Dehydroepiandrosterone (INTRAROSA™, prasterone) is a major C19 steroid produced from cholesterol by the adrenal cortex. It is also produced in small quantities in the testis and the ovary. Dehydroepiandrosterone (INTRAROSA, prasterone) is structurally similar to, and is a precursor of, androstenedione, testosterone, estradiol, estrone and estrogen. It indicated for the treatment of moderate to severe dyspareunia, a symptom of vulvar and vaginal atrophy, due to menopause. The mechanism of action of dehydroepiandrosterone (INTRAROSA, prasterone) in postmenopausal women with vulvar and vaginal atrophy is not fully established.

Chenodiol is the non-proprietary name for chenodeoxycholic acid, a naturally occurring human bile acid. It is a bitter-tasting white powder consisting of crystalline and amorphous particles freely soluble in methanol, acetone and acetic acid and practically insoluble in water. Chenodiol suppresses hepatic synthesis of both cholesterol and cholic acid, gradually replacing the latter and its metabolite, deoxycholic acid in an expanded bile acid pool. These actions contribute to biliary cholesterol desaturation and gradual dissolution of radiolucent cholesterol gallstones in the presence of a gall-bladder visualized by oral cholecystography. Bile acids may also bind the the bile acid receptor (FXR) which regulates the synthesis and transport of bile acids. Chenodiol is indicated for patients with radiolucent stones in well-opacifying gallbladders, in whom selective surgery would be undertaken except for the presence of increased surgical risk due to systemic disease or age. The likelihood of successful dissolution is far greater if the stones are floatable or small. For patients with nonfloatable stones, dissolution is less likely and added weight should be given to the risk that more emergent surgery might result form a delay due to unsuccessful treatment.

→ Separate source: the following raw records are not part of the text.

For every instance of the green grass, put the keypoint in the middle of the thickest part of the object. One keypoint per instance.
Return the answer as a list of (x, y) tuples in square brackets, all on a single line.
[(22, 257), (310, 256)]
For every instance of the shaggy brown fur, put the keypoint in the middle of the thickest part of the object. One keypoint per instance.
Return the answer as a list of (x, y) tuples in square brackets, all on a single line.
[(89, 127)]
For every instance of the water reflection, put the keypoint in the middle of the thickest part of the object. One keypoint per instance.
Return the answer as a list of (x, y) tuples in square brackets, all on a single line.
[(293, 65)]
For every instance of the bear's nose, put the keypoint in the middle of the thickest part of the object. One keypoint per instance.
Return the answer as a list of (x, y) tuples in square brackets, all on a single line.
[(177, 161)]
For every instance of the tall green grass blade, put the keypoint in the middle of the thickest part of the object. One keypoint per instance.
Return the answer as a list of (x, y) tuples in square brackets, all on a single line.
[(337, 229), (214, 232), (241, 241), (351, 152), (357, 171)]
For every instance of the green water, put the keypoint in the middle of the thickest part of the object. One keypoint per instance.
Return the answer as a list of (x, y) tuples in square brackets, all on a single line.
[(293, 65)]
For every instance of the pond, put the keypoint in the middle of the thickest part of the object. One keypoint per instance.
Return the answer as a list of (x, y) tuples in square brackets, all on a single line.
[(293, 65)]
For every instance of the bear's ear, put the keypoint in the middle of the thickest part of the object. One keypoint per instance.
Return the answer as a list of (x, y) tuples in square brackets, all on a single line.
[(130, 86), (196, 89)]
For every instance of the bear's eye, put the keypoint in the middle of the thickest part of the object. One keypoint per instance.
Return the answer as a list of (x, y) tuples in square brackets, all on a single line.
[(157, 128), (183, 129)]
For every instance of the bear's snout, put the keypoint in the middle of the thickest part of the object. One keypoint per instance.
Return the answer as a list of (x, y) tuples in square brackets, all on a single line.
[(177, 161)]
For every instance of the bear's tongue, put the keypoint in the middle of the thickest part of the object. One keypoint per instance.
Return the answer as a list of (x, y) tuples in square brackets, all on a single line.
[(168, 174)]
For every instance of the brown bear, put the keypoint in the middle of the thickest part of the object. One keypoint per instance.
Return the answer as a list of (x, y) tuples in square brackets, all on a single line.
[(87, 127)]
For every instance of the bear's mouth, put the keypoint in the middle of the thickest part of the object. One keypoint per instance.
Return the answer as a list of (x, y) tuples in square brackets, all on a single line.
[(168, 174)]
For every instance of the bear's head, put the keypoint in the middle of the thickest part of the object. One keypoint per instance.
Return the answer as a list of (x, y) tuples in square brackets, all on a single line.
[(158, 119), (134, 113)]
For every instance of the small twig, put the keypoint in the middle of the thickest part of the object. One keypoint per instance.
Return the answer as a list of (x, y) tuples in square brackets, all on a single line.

Adenosine is a nucleoside that is composed of adenine and d-ribose, occurring in all cells of the body and play many important biological roles in addition to being components of DNA and RNA. Adenosine itself is a neurotransmitter. Adenocard (adenosine injection) is used as an initial treatment for the termination of paroxysmal supraventricular tachycardia (PVST), including that associated with accessory bypass tracts (Wolff-Parkinson-White Syndrome). When clinically advisable, appropriate vagal maneuvers. Adenocard does not convert atrial flutter, atrial fibrillation, or ventricular tachycardia to normal sinus rhythm. In the presence of atrial flutter or atrial fibrillation, a transient modest slowing of ventricular response may occur immediately following Adenocard administration. Adenosine slows conduction time through the A-V node, can interrupt the reentry pathways through the A-V node, and can restore normal sinus rhythm. This effect may be mediated through the drug's activation of cell-surface A1 and A2 adenosine receptors. Adenocard is antagonized competitively by methylxanthines such as caffeine and theophylline, and potentiated by blockers of nucleoside transport such as dipyridamole. Adenocard is not blocked by atropine. Adenosine also inhibits the slow inward calcium current and activation of adenylate cyclase in smooth muscle cells, thereby causing relaxation of vascular smooth muscle. By increasing blood flow in normal coronary arteries with little or no increase in stenotic arteries, adenosine produces a relative difference in thallous (thallium) chloride TI 201 uptake in myocardium supplied by normal verus stenotic coronary arteries.